There is a fourth way of writing SIMD code that is not among the three mentioned...

aengelke · 2024-03-26T10:08:39 1711447719

It works and is easier to read, but there's an important catch: it is not obvious when the compiler falls back to an inefficient scalar implementation that might even be less efficient than not using SIMD at all.

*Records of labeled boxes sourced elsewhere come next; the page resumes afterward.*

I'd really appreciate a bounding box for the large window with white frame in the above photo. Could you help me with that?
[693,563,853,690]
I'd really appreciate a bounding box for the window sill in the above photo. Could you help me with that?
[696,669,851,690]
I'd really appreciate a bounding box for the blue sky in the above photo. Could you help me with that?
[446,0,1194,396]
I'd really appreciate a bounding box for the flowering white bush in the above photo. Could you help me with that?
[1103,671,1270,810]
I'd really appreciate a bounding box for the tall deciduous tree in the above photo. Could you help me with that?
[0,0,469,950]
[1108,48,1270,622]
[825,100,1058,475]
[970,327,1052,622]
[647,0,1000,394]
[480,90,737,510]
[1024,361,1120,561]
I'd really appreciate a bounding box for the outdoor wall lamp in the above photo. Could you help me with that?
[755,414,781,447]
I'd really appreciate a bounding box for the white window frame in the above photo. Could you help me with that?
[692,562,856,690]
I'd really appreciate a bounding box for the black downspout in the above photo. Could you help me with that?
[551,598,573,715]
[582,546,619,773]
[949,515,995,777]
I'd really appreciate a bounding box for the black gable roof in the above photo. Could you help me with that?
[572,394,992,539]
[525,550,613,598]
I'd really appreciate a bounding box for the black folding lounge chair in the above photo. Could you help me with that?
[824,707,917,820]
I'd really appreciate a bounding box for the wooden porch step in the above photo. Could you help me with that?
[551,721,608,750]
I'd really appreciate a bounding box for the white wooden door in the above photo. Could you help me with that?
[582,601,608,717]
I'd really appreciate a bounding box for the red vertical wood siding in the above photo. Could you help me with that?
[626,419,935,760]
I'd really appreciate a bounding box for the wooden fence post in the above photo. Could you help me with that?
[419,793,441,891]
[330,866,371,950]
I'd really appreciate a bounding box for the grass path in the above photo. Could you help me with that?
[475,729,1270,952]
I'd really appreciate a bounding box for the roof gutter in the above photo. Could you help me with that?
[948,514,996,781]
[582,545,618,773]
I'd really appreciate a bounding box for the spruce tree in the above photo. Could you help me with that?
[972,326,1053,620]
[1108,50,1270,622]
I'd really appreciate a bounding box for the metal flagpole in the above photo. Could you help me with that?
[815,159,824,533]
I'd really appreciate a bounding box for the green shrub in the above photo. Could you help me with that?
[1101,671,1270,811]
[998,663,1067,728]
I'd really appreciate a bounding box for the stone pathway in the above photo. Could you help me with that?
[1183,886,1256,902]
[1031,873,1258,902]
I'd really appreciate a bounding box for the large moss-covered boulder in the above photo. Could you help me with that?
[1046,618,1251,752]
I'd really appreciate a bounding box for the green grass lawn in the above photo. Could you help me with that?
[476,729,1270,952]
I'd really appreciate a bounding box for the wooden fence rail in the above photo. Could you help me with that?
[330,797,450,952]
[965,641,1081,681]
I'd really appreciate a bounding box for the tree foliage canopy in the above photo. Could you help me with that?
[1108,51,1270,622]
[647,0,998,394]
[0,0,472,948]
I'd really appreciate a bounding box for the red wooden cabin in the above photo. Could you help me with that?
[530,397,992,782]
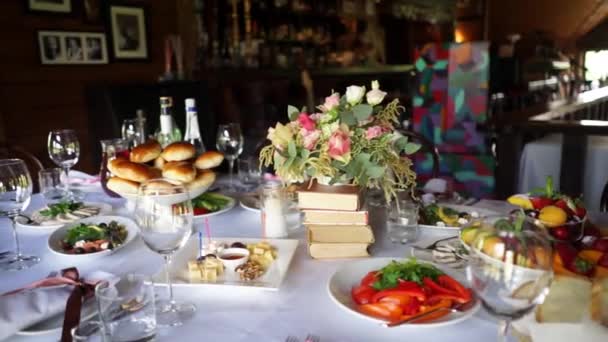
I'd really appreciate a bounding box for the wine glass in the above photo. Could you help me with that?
[0,159,40,271]
[48,129,84,200]
[135,179,196,326]
[461,213,553,341]
[216,122,244,191]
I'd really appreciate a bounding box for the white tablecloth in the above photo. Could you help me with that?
[0,194,504,342]
[518,134,608,210]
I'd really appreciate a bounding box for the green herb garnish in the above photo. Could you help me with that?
[373,259,443,290]
[40,201,84,217]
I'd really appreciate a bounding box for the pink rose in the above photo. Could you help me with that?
[321,93,340,112]
[300,129,321,151]
[365,126,384,140]
[329,130,350,162]
[298,113,316,131]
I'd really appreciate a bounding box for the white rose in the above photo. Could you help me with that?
[365,89,386,106]
[346,86,365,106]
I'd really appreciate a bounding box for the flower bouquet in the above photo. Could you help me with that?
[260,81,420,201]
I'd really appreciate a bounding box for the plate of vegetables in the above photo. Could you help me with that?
[418,203,498,231]
[48,216,137,257]
[328,258,480,327]
[192,192,236,219]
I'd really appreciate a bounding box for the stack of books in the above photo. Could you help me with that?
[298,183,374,259]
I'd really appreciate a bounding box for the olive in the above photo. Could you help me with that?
[230,242,247,248]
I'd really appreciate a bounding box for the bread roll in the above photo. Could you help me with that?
[194,151,224,170]
[106,177,139,194]
[129,140,162,163]
[163,162,196,183]
[187,170,215,190]
[108,159,160,183]
[161,142,196,161]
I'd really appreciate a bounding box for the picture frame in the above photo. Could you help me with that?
[37,30,109,65]
[107,2,150,61]
[25,0,73,14]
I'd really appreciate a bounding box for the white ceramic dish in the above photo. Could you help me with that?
[327,258,481,329]
[17,202,112,231]
[194,195,236,219]
[418,204,500,232]
[154,236,299,291]
[48,216,138,259]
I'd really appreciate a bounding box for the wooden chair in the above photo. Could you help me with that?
[0,143,44,193]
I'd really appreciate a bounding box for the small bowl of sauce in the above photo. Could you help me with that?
[218,247,249,272]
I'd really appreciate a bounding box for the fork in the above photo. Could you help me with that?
[304,334,321,342]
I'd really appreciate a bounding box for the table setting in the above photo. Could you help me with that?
[0,81,608,342]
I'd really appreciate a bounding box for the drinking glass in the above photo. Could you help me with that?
[386,198,419,243]
[38,167,67,202]
[216,122,244,191]
[135,179,196,326]
[462,213,553,341]
[0,159,40,271]
[48,129,84,200]
[72,274,156,341]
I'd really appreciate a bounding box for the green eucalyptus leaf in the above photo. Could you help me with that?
[287,105,300,121]
[404,143,421,154]
[353,103,374,121]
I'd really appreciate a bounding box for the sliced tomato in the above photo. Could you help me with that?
[358,302,403,321]
[361,271,378,286]
[437,274,471,301]
[351,286,377,305]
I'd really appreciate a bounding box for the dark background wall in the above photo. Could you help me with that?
[0,0,177,172]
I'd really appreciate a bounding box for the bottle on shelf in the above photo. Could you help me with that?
[156,96,182,147]
[184,99,206,154]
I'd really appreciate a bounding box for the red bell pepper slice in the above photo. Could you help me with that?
[372,288,426,303]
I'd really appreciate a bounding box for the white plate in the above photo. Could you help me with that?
[194,195,236,219]
[154,237,299,291]
[48,216,138,259]
[17,298,97,338]
[327,258,481,328]
[418,204,500,231]
[17,202,112,231]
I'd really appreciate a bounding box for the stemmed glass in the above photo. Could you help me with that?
[48,129,83,200]
[0,159,40,270]
[216,122,244,191]
[461,213,553,341]
[135,179,196,326]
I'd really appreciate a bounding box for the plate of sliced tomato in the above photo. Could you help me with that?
[328,258,480,327]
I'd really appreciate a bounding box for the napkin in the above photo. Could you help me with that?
[0,269,117,340]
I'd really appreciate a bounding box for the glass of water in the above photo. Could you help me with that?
[38,168,68,202]
[387,198,419,243]
[72,274,156,341]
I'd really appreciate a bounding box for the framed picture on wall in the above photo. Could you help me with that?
[25,0,72,14]
[38,31,108,65]
[108,4,149,60]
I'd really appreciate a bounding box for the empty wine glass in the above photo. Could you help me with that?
[461,213,553,341]
[0,159,40,270]
[216,122,244,191]
[48,129,84,200]
[135,179,196,326]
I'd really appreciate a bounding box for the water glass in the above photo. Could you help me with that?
[237,157,262,186]
[38,168,68,202]
[72,274,156,341]
[386,198,419,243]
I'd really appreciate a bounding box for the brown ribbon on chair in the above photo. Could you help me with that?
[61,267,95,342]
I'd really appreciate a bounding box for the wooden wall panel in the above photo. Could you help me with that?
[0,0,177,172]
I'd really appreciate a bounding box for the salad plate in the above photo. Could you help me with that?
[418,204,499,232]
[154,238,299,291]
[327,258,481,329]
[17,202,112,231]
[48,216,138,259]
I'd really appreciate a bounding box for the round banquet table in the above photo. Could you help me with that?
[0,188,504,342]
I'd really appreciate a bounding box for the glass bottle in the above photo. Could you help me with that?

Example: https://godbolt.org/z/McKfxjbaj

exDM69 · 2024-03-26T11:12:00 1711451520

The example you show has integer division and multiplication.

SSE or AVX instructions don't have an integer division instruction so neither GCC or Clang will emit SIMD code for the division.

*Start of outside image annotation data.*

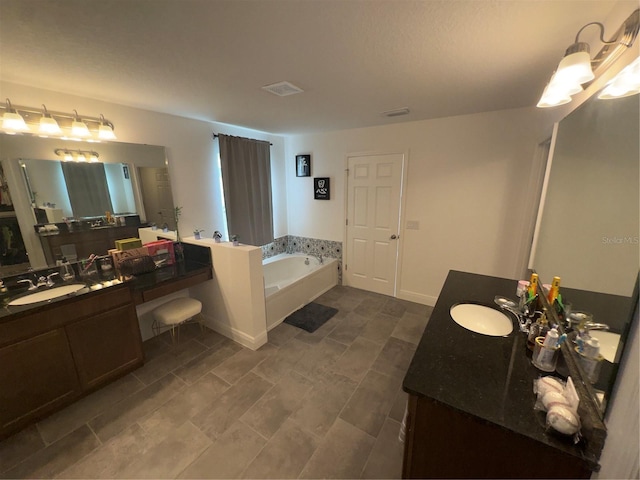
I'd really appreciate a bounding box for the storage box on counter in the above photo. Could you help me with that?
[109,247,149,271]
[116,238,142,251]
[144,240,176,266]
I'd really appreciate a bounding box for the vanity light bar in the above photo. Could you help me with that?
[0,98,116,141]
[53,148,100,163]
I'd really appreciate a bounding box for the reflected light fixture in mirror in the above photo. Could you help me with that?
[2,98,29,133]
[537,10,640,108]
[598,57,640,100]
[71,110,91,138]
[53,148,100,163]
[0,98,116,142]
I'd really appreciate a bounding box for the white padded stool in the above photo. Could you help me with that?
[151,297,202,343]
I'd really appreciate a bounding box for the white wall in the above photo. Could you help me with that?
[286,109,552,304]
[0,82,287,244]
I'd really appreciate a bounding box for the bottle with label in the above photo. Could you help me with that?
[527,313,549,351]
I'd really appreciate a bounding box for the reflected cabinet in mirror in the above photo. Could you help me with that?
[530,84,640,412]
[0,134,175,275]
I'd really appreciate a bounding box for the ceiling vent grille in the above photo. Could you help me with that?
[262,82,304,97]
[382,108,409,117]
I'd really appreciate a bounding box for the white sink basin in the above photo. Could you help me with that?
[589,330,620,363]
[9,283,85,306]
[449,303,513,337]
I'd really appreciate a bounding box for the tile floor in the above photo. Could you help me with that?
[0,286,431,478]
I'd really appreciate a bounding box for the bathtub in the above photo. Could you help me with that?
[262,253,338,330]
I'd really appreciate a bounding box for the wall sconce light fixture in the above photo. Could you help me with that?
[53,148,100,163]
[0,98,116,141]
[537,9,640,108]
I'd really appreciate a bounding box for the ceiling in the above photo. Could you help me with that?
[0,0,637,134]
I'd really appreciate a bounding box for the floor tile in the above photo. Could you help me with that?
[138,373,230,435]
[134,339,207,385]
[2,425,100,478]
[120,422,212,478]
[353,295,388,318]
[328,312,369,345]
[300,419,375,478]
[360,313,400,345]
[361,419,404,478]
[38,374,145,443]
[293,337,347,381]
[178,421,267,478]
[391,313,429,345]
[240,372,313,438]
[213,344,278,383]
[290,375,358,437]
[192,372,273,439]
[389,389,409,422]
[267,322,300,347]
[60,423,159,479]
[173,341,242,384]
[89,374,185,442]
[242,422,319,478]
[381,297,407,317]
[371,337,416,379]
[340,371,401,437]
[0,425,45,473]
[333,337,382,382]
[252,338,309,383]
[296,312,346,345]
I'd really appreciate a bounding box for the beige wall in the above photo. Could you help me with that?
[286,109,552,304]
[0,82,287,244]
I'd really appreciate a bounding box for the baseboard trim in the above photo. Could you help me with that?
[202,314,267,350]
[398,290,438,307]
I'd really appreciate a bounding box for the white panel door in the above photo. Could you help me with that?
[343,154,404,296]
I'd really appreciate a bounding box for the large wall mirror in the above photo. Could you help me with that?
[0,134,175,274]
[530,78,640,412]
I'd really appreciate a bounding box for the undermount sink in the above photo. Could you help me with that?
[589,330,620,363]
[9,283,85,306]
[449,303,513,337]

For the multiplication you need to bump up GCC to `-O3` optimization to get SIMD instruction but Clang will give the correct answer even on `-O2`. Both emit a `vpmullq` instruction.

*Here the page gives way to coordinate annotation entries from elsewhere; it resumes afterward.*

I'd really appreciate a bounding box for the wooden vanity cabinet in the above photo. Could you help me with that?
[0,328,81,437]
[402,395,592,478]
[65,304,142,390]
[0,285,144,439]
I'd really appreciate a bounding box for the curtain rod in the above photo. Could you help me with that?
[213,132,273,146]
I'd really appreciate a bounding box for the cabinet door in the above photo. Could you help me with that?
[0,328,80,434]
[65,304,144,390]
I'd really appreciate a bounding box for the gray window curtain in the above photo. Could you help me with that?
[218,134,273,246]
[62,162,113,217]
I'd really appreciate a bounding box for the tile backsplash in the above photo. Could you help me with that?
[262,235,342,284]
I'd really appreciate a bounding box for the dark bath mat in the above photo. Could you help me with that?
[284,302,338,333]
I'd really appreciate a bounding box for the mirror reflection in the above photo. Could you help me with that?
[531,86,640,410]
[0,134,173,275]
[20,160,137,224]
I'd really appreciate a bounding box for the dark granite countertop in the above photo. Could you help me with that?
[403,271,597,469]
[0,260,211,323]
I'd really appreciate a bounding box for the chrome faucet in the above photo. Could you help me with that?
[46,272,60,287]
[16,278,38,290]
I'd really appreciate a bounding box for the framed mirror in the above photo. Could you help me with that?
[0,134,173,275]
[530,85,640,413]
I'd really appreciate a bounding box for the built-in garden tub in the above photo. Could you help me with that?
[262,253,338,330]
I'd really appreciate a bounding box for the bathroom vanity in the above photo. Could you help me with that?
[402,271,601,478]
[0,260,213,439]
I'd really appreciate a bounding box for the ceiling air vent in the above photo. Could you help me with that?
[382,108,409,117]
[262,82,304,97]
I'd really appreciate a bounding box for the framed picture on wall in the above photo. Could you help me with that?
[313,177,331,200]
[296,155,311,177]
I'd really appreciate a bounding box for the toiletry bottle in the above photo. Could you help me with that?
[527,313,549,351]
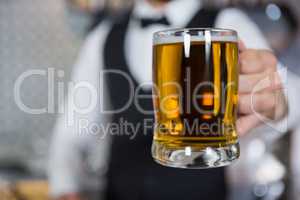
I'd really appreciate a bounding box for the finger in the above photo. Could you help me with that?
[239,49,265,74]
[238,91,277,114]
[236,114,263,136]
[238,40,247,52]
[239,72,283,94]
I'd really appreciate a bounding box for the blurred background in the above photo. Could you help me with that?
[0,0,300,200]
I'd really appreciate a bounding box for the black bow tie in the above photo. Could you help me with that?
[140,17,170,28]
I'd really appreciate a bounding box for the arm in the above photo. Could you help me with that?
[49,22,109,200]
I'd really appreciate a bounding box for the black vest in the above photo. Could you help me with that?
[104,7,226,200]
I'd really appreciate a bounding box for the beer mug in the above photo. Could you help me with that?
[152,28,239,169]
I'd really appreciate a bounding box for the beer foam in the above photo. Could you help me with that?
[153,35,238,45]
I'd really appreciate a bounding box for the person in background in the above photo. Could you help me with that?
[49,0,300,200]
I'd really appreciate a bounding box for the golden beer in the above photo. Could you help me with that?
[152,29,239,168]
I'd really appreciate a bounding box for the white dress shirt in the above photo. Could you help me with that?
[49,0,300,196]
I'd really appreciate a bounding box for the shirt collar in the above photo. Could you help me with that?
[133,0,202,27]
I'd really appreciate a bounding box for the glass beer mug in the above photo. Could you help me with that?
[152,28,239,168]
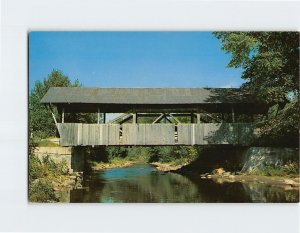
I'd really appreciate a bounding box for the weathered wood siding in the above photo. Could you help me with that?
[177,123,255,145]
[122,124,175,145]
[57,123,120,146]
[57,123,255,146]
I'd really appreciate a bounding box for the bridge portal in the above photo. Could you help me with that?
[41,87,268,146]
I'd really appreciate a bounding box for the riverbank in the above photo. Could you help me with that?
[200,174,300,190]
[150,162,187,172]
[151,162,300,190]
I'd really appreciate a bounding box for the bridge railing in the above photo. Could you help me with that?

At a general level, I agree with you: when writing SIMD code you need to keep an eye on your benchmark results and/or the compiler generated assembly. Typically you're doing some optimization work when working with SIMD so keeping a close eye one the performance is a good idea anyways.

unwind · 2024-03-26T08:38:52 1711442332

Very good point, thanks!

The ever-popular Mr Lemire often uses this technique, I think it's way easier to follow than straight up assembly. See for instance [1], his post about prefix-recognition in strings (not randomly chosen, it was simply the first post with code that I found when I searched for "simd").

[1]: https://lemire.me/blog/2023/07/14/recognizing-string-prefixe...

exDM69 · 2024-03-26T08:47:04 1711442824

The article you link to uses Intel intrinsics, not built-in vector extensions.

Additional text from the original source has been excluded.